Le débrief collectif: là où se joue la vraie évaluation
La restitution devant l’équipe constitue le moment décisif du processus. Elle transforme un exercice individuel en simulation de collaboration. L’équipe pose des questions, challenge les hypothèses, propose des alternatives. Ce que l’on observe alors dépasse largement le contenu du livrable: comment le candidat accueille-t-il la contradiction? Reformule-t-il pour clarifier ou se braque-t-il? Intègre-t-il les remarques dans son raisonnement?
Ces comportements sont précisément ceux qui déterminent la capacité d’un collaborateur à fonctionner dans une équipe projet où les arbitrages sont permanents, les priorités mouvantes et la pression constante. Un candidat brillant sur le papier mais défensif face au feedback deviendra un facteur de friction dès les premières semaines.
Ce que cette méthode ne remplace pas
La mise en situation n’est pas une solution universelle. Elle demande du temps à l’équipe existante, qui doit préparer l’exercice, assister à la restitution et contribuer à l’évaluation. Dans un contexte où les ressources sont déjà sous tension, ce coût n’est pas négligeable.
Elle ne remplace pas non plus la vérification des compétences techniques spécifiques (maîtrise d’un référentiel, expérience sectorielle) ni l’évaluation de la compatibilité culturelle avec l’organisation. Mais elle ajoute une couche d’information que ni le CV ni l’entretien ne fournissent, et cette couche est souvent celle qui fait la différence entre un recrutement réussi et un recrutement coûteux.
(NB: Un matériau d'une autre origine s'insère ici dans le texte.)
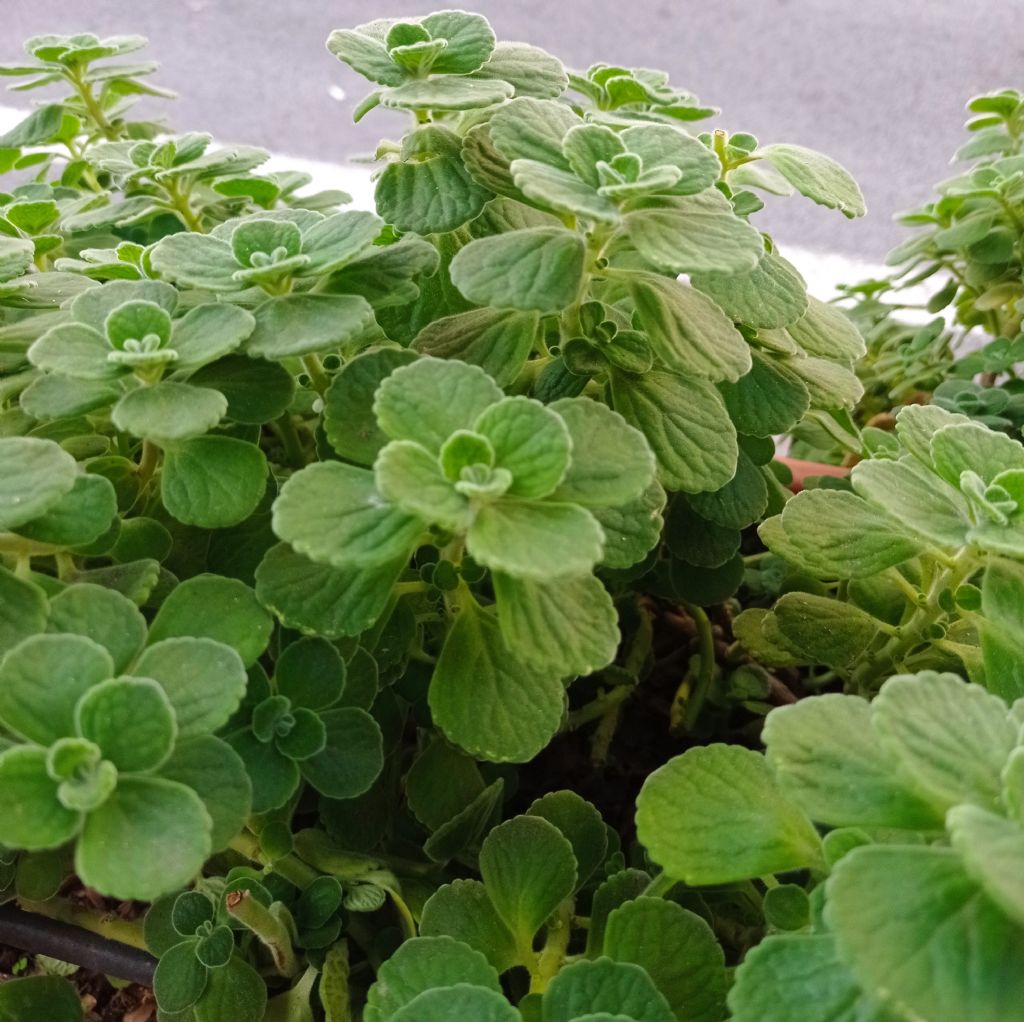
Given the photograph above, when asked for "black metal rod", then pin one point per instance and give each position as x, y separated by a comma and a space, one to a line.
39, 935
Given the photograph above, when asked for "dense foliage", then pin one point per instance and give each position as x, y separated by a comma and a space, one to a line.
315, 523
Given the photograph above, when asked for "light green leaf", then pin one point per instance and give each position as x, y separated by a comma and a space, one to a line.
424, 964
715, 815
213, 481
207, 333
131, 720
916, 931
31, 815
538, 268
912, 495
411, 477
603, 986
677, 949
688, 332
826, 630
301, 324
535, 539
41, 680
150, 838
837, 534
800, 979
463, 910
770, 296
214, 771
529, 440
528, 869
825, 757
993, 854
568, 627
686, 424
333, 513
240, 623
36, 474
204, 680
826, 332
695, 235
486, 700
323, 600
79, 517
23, 609
818, 177
430, 398
768, 400
951, 736
169, 412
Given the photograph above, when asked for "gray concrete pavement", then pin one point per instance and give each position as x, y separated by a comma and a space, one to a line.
879, 84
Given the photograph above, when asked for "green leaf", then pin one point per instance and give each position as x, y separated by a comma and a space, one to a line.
688, 332
677, 949
333, 513
828, 631
695, 235
916, 931
33, 816
103, 615
150, 838
36, 474
23, 610
816, 176
737, 822
528, 869
461, 1001
770, 296
617, 988
463, 910
908, 492
41, 681
301, 324
214, 771
207, 333
568, 627
205, 680
411, 477
486, 700
768, 400
353, 756
235, 993
497, 340
992, 848
240, 623
180, 978
825, 757
324, 600
213, 481
951, 736
529, 440
611, 463
131, 720
800, 979
536, 540
839, 535
686, 424
169, 412
348, 403
423, 964
79, 517
826, 332
537, 268
39, 996
430, 398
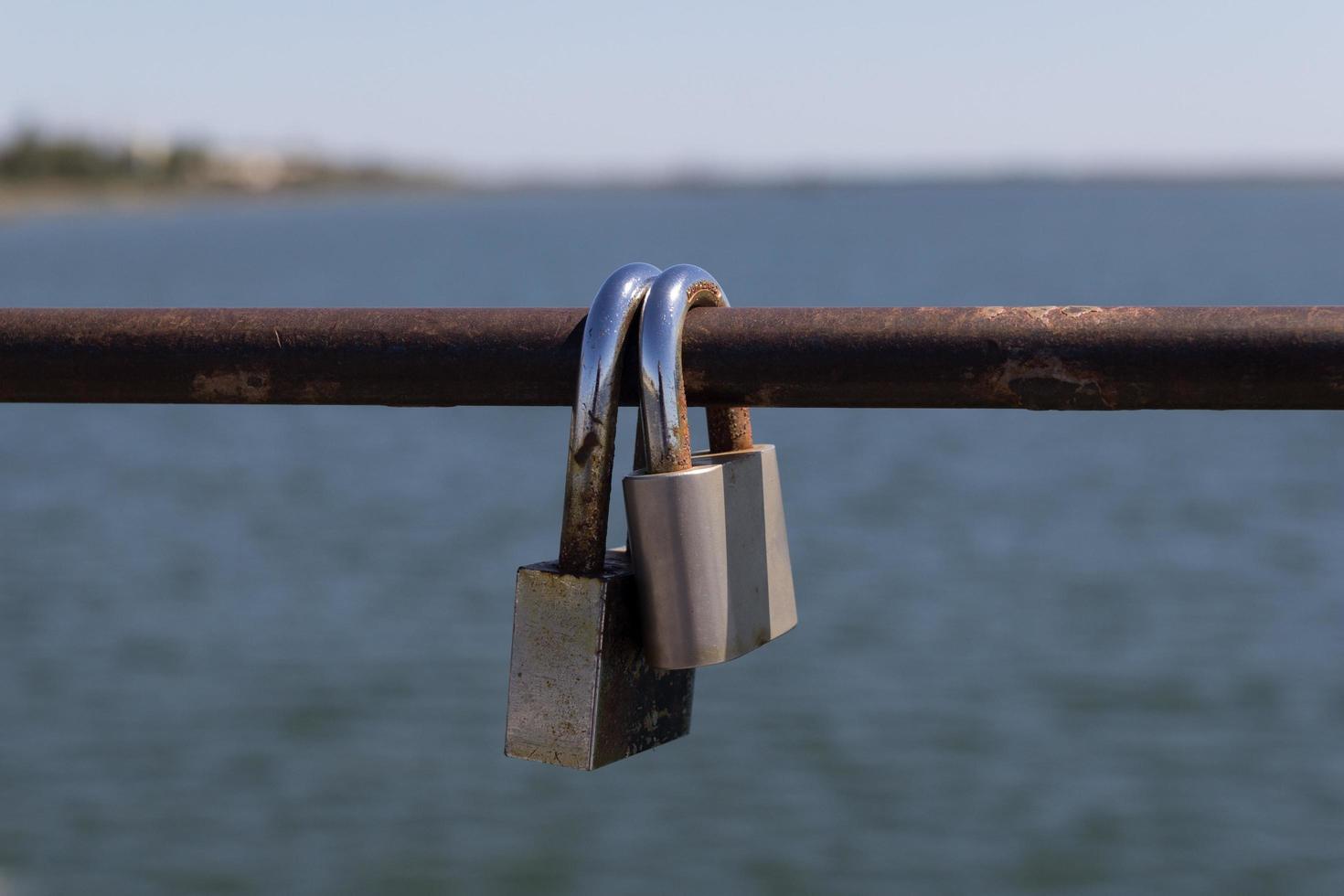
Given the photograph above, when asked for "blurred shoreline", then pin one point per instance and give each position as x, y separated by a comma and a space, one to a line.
43, 175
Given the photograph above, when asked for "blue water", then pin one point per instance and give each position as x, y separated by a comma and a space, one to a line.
265, 649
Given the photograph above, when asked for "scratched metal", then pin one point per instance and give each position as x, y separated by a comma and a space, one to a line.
1067, 357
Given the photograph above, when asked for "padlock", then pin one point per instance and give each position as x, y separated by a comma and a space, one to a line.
707, 531
581, 692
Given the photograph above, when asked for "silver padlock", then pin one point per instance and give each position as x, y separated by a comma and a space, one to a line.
581, 692
707, 531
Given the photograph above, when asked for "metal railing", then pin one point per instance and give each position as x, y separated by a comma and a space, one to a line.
1060, 357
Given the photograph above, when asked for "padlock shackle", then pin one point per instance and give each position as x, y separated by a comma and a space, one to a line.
667, 435
588, 484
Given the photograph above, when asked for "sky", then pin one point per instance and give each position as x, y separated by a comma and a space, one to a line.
749, 89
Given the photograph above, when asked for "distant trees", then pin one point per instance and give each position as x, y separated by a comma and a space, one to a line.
31, 157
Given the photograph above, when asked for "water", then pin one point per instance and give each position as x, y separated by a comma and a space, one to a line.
263, 649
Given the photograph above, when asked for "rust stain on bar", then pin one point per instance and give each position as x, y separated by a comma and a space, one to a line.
1052, 357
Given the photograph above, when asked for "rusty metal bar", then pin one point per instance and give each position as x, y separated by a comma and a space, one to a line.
1069, 357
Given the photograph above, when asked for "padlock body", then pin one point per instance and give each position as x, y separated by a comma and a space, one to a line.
711, 552
581, 692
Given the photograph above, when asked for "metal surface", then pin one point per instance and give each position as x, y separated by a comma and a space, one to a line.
711, 554
667, 435
588, 485
709, 541
581, 692
1070, 357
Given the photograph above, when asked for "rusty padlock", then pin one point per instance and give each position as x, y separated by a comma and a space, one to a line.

Quand le coût d’un mauvais recrutement dépasse celui d’un processus exigeant
Un membre d’équipe projet inadapté ne se contente pas de sous-performer individuellement. Il ralentit les réunions, génère des malentendus avec les parties prenantes, nécessite un encadrement disproportionné et finit par peser sur le moral du groupe. Le coût cumulé dépasse largement celui de quelques heures investies dans un processus de sélection plus rigoureux. Le chef de projet n’a pas toujours le pouvoir de choisir son équipe, mais il a souvent une influence sur le processus de sélection, et structurer ce processus autour de l’observation de comportements réels reste l’un des leviers les plus efficaces pour constituer une équipe fonctionnelle.